A 2010 study from Yale University shows that body size discrimination occurs at the same rate as racial discrimination, particularly among women. Despite the fact that "overweight" and "obese" people make up the majority of Americans (69% according the CDC), sizeism is often socially acceptable and even legal in many instances. "Obese" children are 63% more likely to be bullied in elementary school, and "youth who are victimized are more vulnerable to depression, low self-esteem, poor body image, and suicidal thoughts" (Friedman and Puhl 6).

This course offers an alternative view of fatness that accepts the reality of a diversity of body shapes, sizes, and types and works to reduce harmful bias and fat phobia that negatively impacts all people, fat and thin. Standardized weights and "ideal" body types can be oppressive to everyone, even those that fit the "norm."

While there are no studies that show that losing weight and keeping it off is possible for most fat people (Burgard 43), people of size are often made to feel ashamed of their body size and are less likely to receive proper medical care (Bacon 130). Health at Every Size (HAES) proponents recommend focusing on health regardless of weight loss, as the "thin=health" paradigm doesn’t hold up under scrutiny.

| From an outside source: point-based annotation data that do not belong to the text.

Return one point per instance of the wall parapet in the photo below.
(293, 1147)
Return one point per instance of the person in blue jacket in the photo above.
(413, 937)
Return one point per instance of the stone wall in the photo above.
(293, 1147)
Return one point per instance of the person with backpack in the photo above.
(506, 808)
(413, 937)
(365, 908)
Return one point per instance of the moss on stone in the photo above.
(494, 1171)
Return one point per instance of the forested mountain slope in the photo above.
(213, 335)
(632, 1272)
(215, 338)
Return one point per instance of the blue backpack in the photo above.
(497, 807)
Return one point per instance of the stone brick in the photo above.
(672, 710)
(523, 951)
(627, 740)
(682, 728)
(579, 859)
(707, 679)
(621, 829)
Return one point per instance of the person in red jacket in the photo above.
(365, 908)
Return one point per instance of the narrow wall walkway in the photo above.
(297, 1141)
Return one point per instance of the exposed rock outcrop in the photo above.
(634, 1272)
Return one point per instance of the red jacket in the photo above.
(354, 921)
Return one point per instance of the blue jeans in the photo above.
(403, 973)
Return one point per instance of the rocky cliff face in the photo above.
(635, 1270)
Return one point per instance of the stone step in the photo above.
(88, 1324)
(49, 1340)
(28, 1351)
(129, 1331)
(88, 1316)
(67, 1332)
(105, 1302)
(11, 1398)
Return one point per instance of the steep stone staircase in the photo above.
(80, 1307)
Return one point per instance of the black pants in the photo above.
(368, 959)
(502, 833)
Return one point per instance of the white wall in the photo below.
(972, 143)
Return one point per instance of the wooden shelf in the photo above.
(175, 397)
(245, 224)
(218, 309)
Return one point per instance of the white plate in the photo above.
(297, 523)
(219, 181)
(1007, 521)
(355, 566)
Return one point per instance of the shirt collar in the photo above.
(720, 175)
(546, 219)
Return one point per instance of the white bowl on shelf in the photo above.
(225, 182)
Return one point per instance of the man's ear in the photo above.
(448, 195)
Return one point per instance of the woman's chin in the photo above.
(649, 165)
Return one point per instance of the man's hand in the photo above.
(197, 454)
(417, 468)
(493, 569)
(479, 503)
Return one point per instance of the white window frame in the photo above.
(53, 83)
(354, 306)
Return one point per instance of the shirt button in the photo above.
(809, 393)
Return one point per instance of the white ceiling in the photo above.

Despite studies that question the health gains of losing weight, an estimated 45 million people in the U.S. go on diets every year (Boston Medical Center), often resulting in feelings of failure, low self esteem, and even increased weight gain. Dieting lowers the metabolism and can potentially undermine a healthy relationship to food to body image.

Spring, 2017 community partners will include ASDAH (Association of Size Diversity and Health) and NEDA (National Eating Disorder Association).

 

Image result for contrary to media we are not all meant to look the same

 

 

Sources:

Bacon, Linda. Health at Every Size. Dallas: Bendella Books Inc, 2008. Print.
Burgard, Deb. “What is Health at Every Size?” The Fat Studies Reader. Ed. Esther Rothblum and Sondra Solovay. New York and London: New York University Press, 2009. 42-53. Print.
“Nutrition and Weight Management.” Boston Medical Center. 2014. Web. 13 September 2015.
“Obesity and Overweight.” CDC. 2 June 2015. Web. 13 September 2015.
Puhl, Rebecca M., and Chelsea A. Heuer. "Obesity Stigma: Important Considerations For Public Health." American Journal Of Public Health 100.6 (2010): 1019-1028. Academic Search Premier. Web. 11 Sept. 2015.